You can also specify \code{WORD} or \code{DWORD} prefixes along with the
\code{FAR} prefix to indirect far jumps or calls. For example:

\begin{lstlisting}
call    dword far [fs:word 0x4321]
\end{lstlisting}

This instruction contains an address specified by a 16-bit offset;
it loads a 48-bit far pointer from that (16-bit segment and 32-bit
offset), and calls that address.

\xsection{mixother}{Other Mixed-Size Instructions}

The other way you might want to access data might be using the
string instructions (\code{LODSx}, \code{STOSx} and so on) or the
\code{XLATB} instruction. These instructions, since they take no
parameters, might seem to have no easy way to make them perform
32-bit addressing when assembled in a 16-bit segment.

This is the purpose of NASM's \codeindex{a16}, \codeindex{a32} and
\codeindex{a64} prefixes. If you are coding \code{LODSB} in a 16-bit
segment but it is supposed to be accessing a string in a 32-bit segment,
you should load the desired address into \code{ESI} and then code

\begin{lstlisting}
a32     lodsb
\end{lstlisting}

The prefix forces the addressing size to 32 bits, meaning that
\code{LODSB} loads from \code{[DS:ESI]} instead of \code{[DS:SI]}.
To access a string in a 16-bit segment when coding in a 32-bit one,
the corresponding \code{a16} prefix can be used.
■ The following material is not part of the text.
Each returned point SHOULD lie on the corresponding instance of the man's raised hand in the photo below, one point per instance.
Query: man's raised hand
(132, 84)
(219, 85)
The \code{a16}, \code{a32} and \code{a64} prefixes can be applied to
any instruction in NASM's instruction table, but most of them can
generate all the useful forms without them. The prefixes are necessary
only for instructions with implicit addressing: \code{CMPSx},
\code{SCASx}, \code{LODSx}, \code{STOSx}, \code{MOVSx}, \code{INSx},
\code{OUTSx}, and \code{XLATB}. Also, the various push and pop
instructions (\code{PUSHA} and \code{POPF} as well as the more usual
\code{PUSH} and \code{POP}) can accept \code{a16}, \code{a32} or
\code{a64} prefixes to force a particular one of \code{SP}, \code{ESP} or
\code{RSP} to be used as a stack pointer, in case the stack segment in
use is a different size from the code segment.

\code{PUSH} and \code{POP}, when applied to segment registers in 32-bit
mode, also have the slightly odd behaviour that they push and pop 4
bytes at a time, of which the top two are ignored and the bottom two
give the value of the segment register being manipulated. To force
the 16-bit behaviour of segment-register push and pop instructions,
you can use the operand-size prefix \codeindex{o16}:

\begin{lstlisting}
o16 push    ss
o16 push    ds
\end{lstlisting}

This code saves a doubleword of stack space by fitting two segment
registers into the space which would normally be consumed by pushing
one.

(You can also use the \codeindex{o32} prefix to force the 32-bit behaviour
when in 16-bit mode, but this seems less useful.)